= Hugo Ulrich =

German composer and educator (1827–1872)

Hugo Ulrich (26 November 1827 – 23 March 1872) was a German Romantic composer, music educator and arranger.

==Life==

===Childhood and youth===

Hugo Ulrich was born on 26 November 1827 in Oppeln in Silesia (today the Polish city of Opole), where his father was a high school teacher. He was baptized Catholic. Both parents were enthusiastic about music; the father as a music teacher and piano player, and the mother above all as an excellent interpreter of Mozart's arias. After he lost his father at the age of nine, the rector of the Oppelner Gymnasium Kotzoldt gave him piano and organ lessons. He recognized Hugo Ulrich as an extraordinary student and encouraged his career as a professional musician even in his early years. Barely twelve, Ulrich also lost his mother, which left him practically destitute. Nevertheless, he first attended the Catholic High School St. Matthias in Breslau, where he received scholarship support and free instruction but had to perform church music. He worked as an alto there and had to play the organ at the Gymnasiumgottesdienst. Here he also received the first lessons in continuo by then organist Moritz Brosig. To the great grief of his guardian Kotzoldt and his kin, he neglected other subjects for the sake of music, so he was transferred to Glogau in 1846 to complete grammar school.
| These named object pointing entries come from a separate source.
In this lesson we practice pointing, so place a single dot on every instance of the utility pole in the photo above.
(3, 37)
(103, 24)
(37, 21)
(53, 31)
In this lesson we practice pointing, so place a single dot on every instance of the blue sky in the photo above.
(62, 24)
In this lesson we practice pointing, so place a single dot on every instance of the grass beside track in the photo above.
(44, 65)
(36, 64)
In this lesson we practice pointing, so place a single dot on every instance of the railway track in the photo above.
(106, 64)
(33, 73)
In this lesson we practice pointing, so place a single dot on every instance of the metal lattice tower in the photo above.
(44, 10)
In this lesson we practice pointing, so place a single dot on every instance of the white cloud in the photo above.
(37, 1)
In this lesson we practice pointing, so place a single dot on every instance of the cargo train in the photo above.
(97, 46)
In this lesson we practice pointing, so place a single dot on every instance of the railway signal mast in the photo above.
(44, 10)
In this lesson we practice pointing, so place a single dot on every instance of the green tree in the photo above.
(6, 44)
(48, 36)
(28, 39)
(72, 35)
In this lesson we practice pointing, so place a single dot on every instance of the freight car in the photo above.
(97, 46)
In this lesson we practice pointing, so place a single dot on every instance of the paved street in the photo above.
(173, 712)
In the same year, he successfully completed his Abiturientenexamen and moved to Berlin to study music there.

The Wroclaw University Music Director, Mosewius, who taught him to sing, and his patrons, had recommended the young Ulrich to the then most famous Berlin music professor, Adolf Bernhard Marx. However, he did not accept him as a student, allegedly only because he could not pay him the desired fee. On the recommendation of Giacomo Meyerbeer, who was then Director General of the Berlin Opera, he studied with the highly respected musical theorist and composition teacher Siegfried Dehn at the Stern Conservatory for more than two years.

===Living and creating===

Dealing with Siegfried Dehn was fruitful for Hugo Ulrich. Ulrich's B minor Symphony, which appeared in 1852, soon circulated in concerts across Germany, and with his Symphonie Triomphale, he won the grand prize of the Royal Belgian Academy in Brussels in 1853. When he attended the public premiere in Brussels on September 27, 1853, he received enthusiastic applause from the audience; the same success followed this symphony at every performance elsewhere. From then on, the new composer's creations were eagerly awaited.
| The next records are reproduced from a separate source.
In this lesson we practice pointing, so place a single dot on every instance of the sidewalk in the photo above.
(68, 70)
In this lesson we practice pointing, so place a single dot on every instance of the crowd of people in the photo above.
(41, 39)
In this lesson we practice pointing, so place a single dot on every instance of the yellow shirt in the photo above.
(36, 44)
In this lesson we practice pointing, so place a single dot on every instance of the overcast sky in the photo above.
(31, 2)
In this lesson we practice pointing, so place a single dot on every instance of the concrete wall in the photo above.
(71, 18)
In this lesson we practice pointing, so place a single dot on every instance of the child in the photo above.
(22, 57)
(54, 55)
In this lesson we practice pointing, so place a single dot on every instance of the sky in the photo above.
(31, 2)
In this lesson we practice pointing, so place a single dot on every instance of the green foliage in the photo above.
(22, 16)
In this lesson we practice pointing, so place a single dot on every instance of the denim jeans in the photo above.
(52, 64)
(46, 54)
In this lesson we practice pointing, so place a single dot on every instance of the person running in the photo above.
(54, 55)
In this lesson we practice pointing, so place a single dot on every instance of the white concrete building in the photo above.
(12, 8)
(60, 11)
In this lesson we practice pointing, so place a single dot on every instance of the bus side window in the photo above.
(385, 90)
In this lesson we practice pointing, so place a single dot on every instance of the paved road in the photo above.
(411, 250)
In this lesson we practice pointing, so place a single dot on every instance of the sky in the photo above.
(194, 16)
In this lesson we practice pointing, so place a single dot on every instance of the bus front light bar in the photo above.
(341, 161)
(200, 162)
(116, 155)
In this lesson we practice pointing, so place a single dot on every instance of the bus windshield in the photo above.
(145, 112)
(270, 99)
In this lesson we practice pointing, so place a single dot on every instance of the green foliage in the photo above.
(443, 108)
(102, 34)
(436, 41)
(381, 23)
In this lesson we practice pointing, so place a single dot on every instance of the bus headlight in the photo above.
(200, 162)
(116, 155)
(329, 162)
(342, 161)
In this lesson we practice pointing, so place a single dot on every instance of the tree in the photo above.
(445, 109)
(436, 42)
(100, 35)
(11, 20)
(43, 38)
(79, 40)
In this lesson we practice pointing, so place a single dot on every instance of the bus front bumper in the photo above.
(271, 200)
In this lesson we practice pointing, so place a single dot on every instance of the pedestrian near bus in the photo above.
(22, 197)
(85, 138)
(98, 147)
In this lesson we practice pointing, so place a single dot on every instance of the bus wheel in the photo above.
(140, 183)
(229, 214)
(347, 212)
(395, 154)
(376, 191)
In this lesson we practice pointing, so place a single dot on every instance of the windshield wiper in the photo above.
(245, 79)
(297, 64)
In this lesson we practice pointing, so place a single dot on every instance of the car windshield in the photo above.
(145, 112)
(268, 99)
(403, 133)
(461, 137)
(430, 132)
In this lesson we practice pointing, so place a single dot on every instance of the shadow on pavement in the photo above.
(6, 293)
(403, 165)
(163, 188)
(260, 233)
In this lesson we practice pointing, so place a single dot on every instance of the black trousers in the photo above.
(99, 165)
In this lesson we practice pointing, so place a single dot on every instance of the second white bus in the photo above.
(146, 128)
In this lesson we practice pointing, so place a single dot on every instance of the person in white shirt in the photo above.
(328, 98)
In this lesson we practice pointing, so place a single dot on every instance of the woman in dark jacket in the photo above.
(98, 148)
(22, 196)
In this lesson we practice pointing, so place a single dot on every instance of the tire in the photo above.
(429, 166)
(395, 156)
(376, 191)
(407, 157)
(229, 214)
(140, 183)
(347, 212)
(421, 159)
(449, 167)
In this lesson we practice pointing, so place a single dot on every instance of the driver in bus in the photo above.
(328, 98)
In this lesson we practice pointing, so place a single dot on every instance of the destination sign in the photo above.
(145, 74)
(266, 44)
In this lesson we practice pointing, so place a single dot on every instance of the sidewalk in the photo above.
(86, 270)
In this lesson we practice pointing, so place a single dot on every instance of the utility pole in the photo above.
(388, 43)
In September, 1855, he was finally destined to travel to the land of his longing, to Italy, which he entered with great plans for new works. He lived in Venice, Turin, Genoa, Rome and Milan. Inspired by the "land of wonders", he soon began to work again: an opera: "Bertran de Born," to which Max Ring had written the text, occupied him seriously, among others, until external circumstances brought him back to Germany.

In March 1858 he returned to Berlin, but soon lost the joy of his youth almost entirely, probably because of the excessive self-demands, which put him under great pressure because of his earlier successes. Between February 1859 and April 1862, he taught composition at the Stern Conservatory in Berlin, where he had previously studied himself. Among his most famous pupils was Hermann Goetz. However, he soon gave up teaching completely because his incipient kidney disease was making it increasingly difficult. From then on, he devoted himself chiefly to piano arrangements, which he worked on in his Berlin apartment to be sent to his publishers, Leupertz in Breslau and C. F. Peters in Leipzig. He was still able to finish most of his opera and also began a third symphony in G major, which, however, was not completed. Ulrich died at the age of 45 (after Mendel-Reissmann) on 23 March 1872. On the other hand, other sources indicate May 23, 1872, as his date of death. He was buried in Berlin-Wedding at the Catholic cemetery in Liesenstraße.

===Reception===

Hugo Ulrich was regarded by his contemporaries as "one of the most gifted contemporary composers", according to Hermann Mendel. In his Musikalischen Konversationslexikon there is an extensive article devoted to Ulrich, which until now remained the most detailed account of Ulrich's life. Today, Hugo Ulrich is mainly known for his numerous (more than 200) piano arrangements for two and four hands of various works, including complete sets of symphonies and quartets by Haydn and Mozart in practical home editions.